Dari dalil-dalil di atas, kita dapat menyimpulkan bahwa pemecahan sohih uqdah al-kubro’ terhadap malaikat adalah dengan meyakini bahwa malaikat adalah makhluk Allah Swt. yang taat dan patuh kepada-Nya, tidak memiliki sifat-sifat Tuhan atau kesamaan dengan-Nya, dan tidak ada hubungan kekerabatan antara Allah Swt., malaikat, dan makhluk lainnya. Dengan demikian, kita dapat menjaga keimanan kita kepada Allah Swt. dan malaikat-Nya dengan benar dan sesuai dengan ajaran Islam. Selain itu manusia juga harus meyakini bahwa Allahlah pengatur alam ini dengan perintah (izin) dan kehendak-Nya, sedangkan malaikat mengatur alam ini hanya menjalankan atau melaksanakan perintah saja.

Uqdah Al-Kubro' Terhadap Takdir, Qadha dan Qadar

Takdir adalah konsep dasar dalam Islam yang mengacu pada pengetahuan dan kehendak Allah tentang segala sesuatu yang akan terjadi di dunia ini. Allah adalah Maha Mengetahui dan Maha Kuasa, sehingga Dia telah menetapkan segala sesuatu yang akan terjadi sejak awal waktu. Dalam pandangan ini, takdir mencakup semua peristiwa yang telah ditentukan sebelumnya, baik yang bersifat baik maupun buruk. Takdir adalah rencana ilahi yang tidak dapat diubah oleh manusia. Semua dicatat di Lawh Al-Mahfuzh

Qadha merujuk pada ketentuan atau keputusan Allah mengenai sesuatu yang sudah terjadi atau tengah terjadi. Ini adalah realisasi dari takdir yang telah ditetapkan oleh Allah. Dengan kata lain, qadha adalah apa yang telah Allah tetapkan untuk terjadi dalam kenyataan, dan ini dapat mencakup berbagai peristiwa dalam kehidupan manusia seperti kelahiran, kematian, penyakit, dan lain sebagainya. Manusia tidak memiliki kendali atas qadha, karena itu adalah hasil dari takdir yang telah ditentukan oleh Allah.
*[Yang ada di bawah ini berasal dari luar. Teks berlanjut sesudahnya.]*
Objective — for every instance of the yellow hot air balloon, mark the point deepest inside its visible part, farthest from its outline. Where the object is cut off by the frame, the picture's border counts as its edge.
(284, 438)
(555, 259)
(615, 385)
Qadar adalah pemahaman manusia tentang takdir dan qadha. Ini mencakup keyakinan bahwa Allah Maha Mengetahui dan Maha Kuasa, dan Dia telah menetapkan segala sesuatu dengan kebijaksanaan-Nya. Qadar juga mencakup keyakinan bahwa manusia memiliki kebebasan berpilihan dalam tindakan mereka, meskipun Allah telah menetapkan takdir mereka. Dengan kata lain, meskipun manusia memiliki kebebasan untuk membuat pilihan, Allah sudah tahu apa yang akan mereka pilih sejak awal.

Uqdah al-kubro’ yang berkaitan dengan iman kepada takdir, qadha dan qadar adalah munculnya paham-paham dalam memahami takdir qadha dan qadar:

  • Paham Qadariah/Muktazilah
  • Manusia memiliki kehendak, kekuatan, kebebasan untuk berbuat atau tidak berbuat terlepas dari kehendak takdir Allah
  • Paham Jabariah
  • Manusia tidak memiliki kekuasaan untuk memilih, ia harus pasrah dengan ketetapan Allah
  • Paham Asyari’ah/Ahlussunnah
  • Paham ini berpendapat bahwa sesungguhnya pada diri manusia ada kehendak berbuat dan ada khasiat yang melahirkan perbuatan. Semua itu diciptakan Allah tatkala seseorang memulai melakukan suatu perbuatan, sampai pada suatu batas, pada batas itulah Allah menentukan jadi-tidaknya perbuatan tersebut. Jadi, ketika seseorang akan/ sedang berbuat maksiat atau perbuatan terpuji, ketika itulah Allah menciptakan perbuatan tersebut bagi si hamba.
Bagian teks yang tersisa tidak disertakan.